The P6-billion debt restructuring program which Mabuhay Philippines Satellite Corp. is working out with its creditor banks again hit a snag as both parties failed to agree on details of the transactions.

Mabuhay president Gabriel Pimentel said yesterday that the main source of conflict lies in the interest rates on the firm's unpaid obligation. He did not provide specific figures.

"There are still a number of issues being discussed. Primarily, we cannot agree on the interest rates . . . they want it higher, we want it lower," he said.

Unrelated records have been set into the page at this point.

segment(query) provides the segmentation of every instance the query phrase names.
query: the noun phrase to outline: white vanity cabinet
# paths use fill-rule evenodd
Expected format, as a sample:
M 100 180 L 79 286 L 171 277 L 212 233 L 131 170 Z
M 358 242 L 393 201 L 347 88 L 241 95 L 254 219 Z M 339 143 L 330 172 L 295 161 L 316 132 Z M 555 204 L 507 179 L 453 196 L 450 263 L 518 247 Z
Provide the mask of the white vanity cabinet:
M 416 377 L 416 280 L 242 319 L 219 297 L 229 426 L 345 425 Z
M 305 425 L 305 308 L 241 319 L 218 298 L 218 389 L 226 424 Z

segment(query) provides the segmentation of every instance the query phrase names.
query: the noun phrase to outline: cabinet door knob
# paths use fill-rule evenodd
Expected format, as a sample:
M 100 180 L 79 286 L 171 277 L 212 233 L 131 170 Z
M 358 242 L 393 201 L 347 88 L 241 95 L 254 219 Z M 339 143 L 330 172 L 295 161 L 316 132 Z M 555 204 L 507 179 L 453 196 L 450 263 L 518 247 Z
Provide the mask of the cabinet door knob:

He pointed out that while the banks are willing to enter into such a restructuring program, their respective boards of directors have yet to approve Mabuhay's proposal.

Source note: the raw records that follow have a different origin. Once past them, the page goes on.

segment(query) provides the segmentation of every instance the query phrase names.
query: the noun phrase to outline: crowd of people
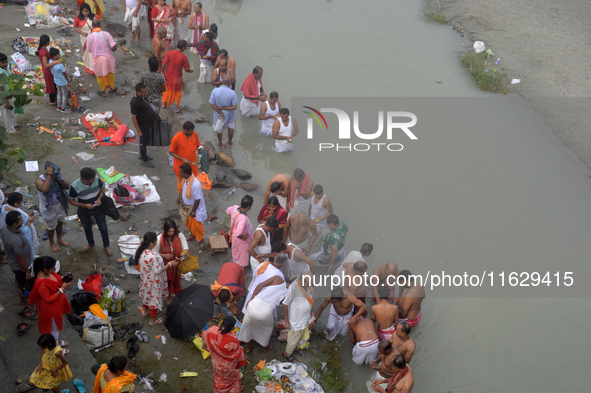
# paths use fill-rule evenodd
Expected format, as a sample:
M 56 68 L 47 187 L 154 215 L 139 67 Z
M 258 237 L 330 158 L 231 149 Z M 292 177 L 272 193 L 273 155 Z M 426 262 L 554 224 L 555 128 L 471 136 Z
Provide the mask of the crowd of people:
M 102 1 L 91 3 L 79 4 L 74 29 L 80 36 L 84 69 L 96 76 L 97 94 L 107 96 L 116 91 L 112 53 L 117 43 L 101 29 Z M 123 0 L 123 3 L 125 22 L 134 39 L 140 40 L 140 21 L 147 17 L 152 40 L 149 71 L 141 75 L 130 102 L 133 126 L 140 138 L 140 159 L 145 166 L 154 167 L 147 145 L 160 108 L 174 104 L 175 112 L 184 109 L 181 106 L 183 71 L 193 72 L 184 53 L 188 48 L 200 57 L 199 82 L 213 86 L 209 104 L 214 110 L 214 131 L 220 149 L 232 146 L 238 106 L 243 117 L 258 116 L 260 133 L 275 139 L 277 152 L 294 148 L 298 124 L 282 106 L 277 92 L 267 96 L 261 67 L 254 67 L 248 74 L 240 89 L 243 97 L 238 101 L 234 91 L 236 61 L 227 50 L 220 49 L 218 28 L 210 24 L 201 3 L 194 4 L 192 13 L 190 0 L 173 0 L 172 5 L 166 0 Z M 49 48 L 49 44 L 49 37 L 41 36 L 37 52 L 46 92 L 51 105 L 56 105 L 58 111 L 68 112 L 67 99 L 64 99 L 68 75 L 59 51 Z M 0 72 L 10 72 L 3 54 L 0 54 Z M 10 112 L 10 106 L 7 100 L 5 112 Z M 14 115 L 11 116 L 5 116 L 5 121 L 8 132 L 14 133 L 14 127 L 9 128 L 14 123 Z M 228 130 L 226 144 L 223 143 L 225 129 Z M 150 325 L 163 323 L 158 313 L 164 310 L 164 299 L 170 304 L 172 297 L 182 290 L 177 265 L 188 254 L 189 242 L 197 241 L 201 250 L 207 248 L 203 228 L 207 211 L 198 164 L 200 147 L 195 125 L 187 121 L 172 138 L 168 152 L 177 177 L 179 215 L 191 235 L 185 236 L 174 220 L 166 220 L 160 234 L 143 234 L 143 241 L 134 255 L 140 272 L 142 303 L 139 310 L 144 316 L 149 315 Z M 103 248 L 107 255 L 112 255 L 105 214 L 100 208 L 105 184 L 94 169 L 82 168 L 80 177 L 70 183 L 59 166 L 48 161 L 35 184 L 53 252 L 60 252 L 60 245 L 69 246 L 63 238 L 63 223 L 69 207 L 74 206 L 87 240 L 83 251 L 94 247 L 94 217 Z M 1 199 L 3 202 L 4 195 Z M 20 209 L 22 201 L 19 193 L 7 196 L 1 208 L 1 237 L 5 259 L 14 273 L 21 300 L 35 305 L 37 310 L 24 312 L 30 318 L 36 318 L 38 312 L 41 333 L 38 344 L 44 355 L 41 365 L 19 386 L 22 391 L 38 386 L 56 392 L 61 382 L 72 377 L 64 357 L 68 343 L 59 340 L 63 314 L 70 312 L 64 295 L 70 282 L 55 273 L 54 258 L 35 258 L 35 215 Z M 425 296 L 423 287 L 414 281 L 411 272 L 401 271 L 395 262 L 379 264 L 373 269 L 373 275 L 379 279 L 378 285 L 359 284 L 355 278 L 367 273 L 366 258 L 371 255 L 373 245 L 364 243 L 359 251 L 346 252 L 348 225 L 335 214 L 322 185 L 315 184 L 301 168 L 270 179 L 263 207 L 256 217 L 256 228 L 248 215 L 253 203 L 253 197 L 246 195 L 240 204 L 226 209 L 232 261 L 220 267 L 211 291 L 216 302 L 227 304 L 243 324 L 236 336 L 232 333 L 236 320 L 228 317 L 221 327 L 213 327 L 203 335 L 204 347 L 212 354 L 214 391 L 240 391 L 239 369 L 246 364 L 244 353 L 250 353 L 256 344 L 261 346 L 261 353 L 273 348 L 271 337 L 277 308 L 281 307 L 287 330 L 282 353 L 286 361 L 296 362 L 296 357 L 305 357 L 302 347 L 310 339 L 310 330 L 329 308 L 324 327 L 326 338 L 334 340 L 338 335 L 349 335 L 354 344 L 353 361 L 359 365 L 368 364 L 375 370 L 369 388 L 376 392 L 410 392 L 414 378 L 409 363 L 415 352 L 410 333 L 421 320 L 421 303 Z M 319 246 L 320 250 L 312 253 L 314 246 Z M 347 280 L 334 288 L 314 311 L 314 275 L 319 268 Z M 250 282 L 247 282 L 247 273 L 252 274 Z M 391 282 L 398 277 L 403 277 L 405 284 L 397 289 Z M 368 298 L 375 304 L 369 306 Z M 95 391 L 104 391 L 106 386 L 116 387 L 108 391 L 133 391 L 135 375 L 126 371 L 126 365 L 125 358 L 114 357 L 108 364 L 96 367 L 93 370 L 97 375 Z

Although Pimentel is confident that the discussions will yield a positive result this year, he admitted that they could no longer predict when it would happen.

"We hope the creditors would approve our proposal within the second quarter of this year, but we cannot say for sure. I do not want to make predictions anymore," he said.

Mabuhay is negotiating with a syndicate of seven local banks since last year for a restructuring agreement on other terms of the loan, except for the principal repayment term which has already been amended.

Under an Omnibus Credit and Security Agreement entered into by Mabuhay to obtain credit facilities, the banks will issue standby letters of credit with an aggregate stated value not exceeding $115 million (P4.5 billion) in favor of the US Export-Import Bank as security and a term loan to Mabuhay in the aggregate amount of $65 million (P2.5 billion).

Mabuhay has an existing credit agreement with EximBank wherein the latter established credit facilities of up to $107 million (P4 billion) to finance a portion of the costs of purchasing Agila II satellite.

Mabuhay entered into a restructuring agreement with EximBank on Jan. 8, 1999 for an amended payment terms of the loans.

Meanwhile, Pimentel expressed apprehensions that the good showing of Mabuhay this year might affect the banks' response to the restructuring terms being proposed by the company.

According to him, the banks might have a mistaken notion that Mabuhay could already pay its debts once it makes profits or at least breaks even.

Manuel Pangilinan, president and chief executive officer of the Philippine Long Distance Telephone Co. (PLDT) which owns 61 percent of Mabuhay, already announced that with the growing demand for data, there are now companies requiring satellite services.

Such surge in demand, Pangilinan said, augurs well for Mabuhay which has now rented out practically all of its transponder space unlike in the past when there were hardly any takers.